# happy new year



## zalacain56

How do you say in Polish "Happy new year?
Szczesliwy nowy rok?
Thanks in advance


----------



## fragile1

Szczęśliwego Nowego Roku!


----------



## selekkkkka

Could someone spell this phonetically for me so I can actually (try to!) say it?

Thanks!


----------



## Cynthia F

I'm afraid I don't know how to say it, but this is recommended by several forum members - good luck 

http://www.ivona.com/online/editor.php?tmpl=15


----------



## ><FISH'>

selekkkkka said:


> Could someone spell this phonetically for me so I can actually (try to!) say it?
> 
> Thanks!


Szczęśliwego Nowego Roku!

Assuming you have good English pronunciation:
Sh-ch-ey-sh-ly-ee-veg-o Nov-egu Rock-uu


----------



## ><FISH'>

Cynthia F said:


> I'm afraid I don't know how to say it, but this is recommended by several forum members - good luck
> 
> http://www.ivona.com/online/editor.php?tmpl=15


Wow, that's an amazing tool.

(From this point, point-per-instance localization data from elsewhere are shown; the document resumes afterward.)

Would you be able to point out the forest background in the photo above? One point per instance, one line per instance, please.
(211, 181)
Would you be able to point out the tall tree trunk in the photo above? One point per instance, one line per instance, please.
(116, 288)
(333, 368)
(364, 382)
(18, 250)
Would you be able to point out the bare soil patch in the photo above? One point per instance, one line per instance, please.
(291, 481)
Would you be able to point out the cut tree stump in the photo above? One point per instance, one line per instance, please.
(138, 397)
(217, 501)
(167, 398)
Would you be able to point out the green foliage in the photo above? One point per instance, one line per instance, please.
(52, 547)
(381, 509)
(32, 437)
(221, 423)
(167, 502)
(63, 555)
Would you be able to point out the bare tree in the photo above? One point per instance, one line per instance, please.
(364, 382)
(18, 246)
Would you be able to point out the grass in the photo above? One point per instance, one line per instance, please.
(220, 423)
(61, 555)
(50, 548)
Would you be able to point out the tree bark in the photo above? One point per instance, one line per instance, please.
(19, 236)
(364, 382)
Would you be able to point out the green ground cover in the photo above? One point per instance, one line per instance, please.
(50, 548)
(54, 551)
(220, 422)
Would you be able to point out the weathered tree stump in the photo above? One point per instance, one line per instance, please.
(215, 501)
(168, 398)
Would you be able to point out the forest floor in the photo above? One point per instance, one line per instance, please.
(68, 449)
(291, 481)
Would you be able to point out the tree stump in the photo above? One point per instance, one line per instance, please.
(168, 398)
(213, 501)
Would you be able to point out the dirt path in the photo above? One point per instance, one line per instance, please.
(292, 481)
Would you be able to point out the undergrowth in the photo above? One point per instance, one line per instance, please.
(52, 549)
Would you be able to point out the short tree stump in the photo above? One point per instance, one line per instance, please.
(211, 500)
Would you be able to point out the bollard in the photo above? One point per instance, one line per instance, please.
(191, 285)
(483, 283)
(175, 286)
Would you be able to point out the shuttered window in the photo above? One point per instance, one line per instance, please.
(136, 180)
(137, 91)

It pronounces perfectly.


----------



## Agiii

><FISH'> said:


> Assuming you have good English pronunciation:
> Sh-ch-ey-sh-ly-ee-veg-o Nov-egu Rock-uu



I love your version


----------



## selekkkkka

Thank you all for your help and happy New Year!


----------



## dosieczka1

><FISH'> said:


> Szczęśliwego Nowego Roku!
> 
> Assuming you have good English pronunciation:
> Sh-ch-ey-sh-ly-ee-veg-o Nov-egu Rock-uu


 
That´s really cool FISH

Happy New Year!!!


----------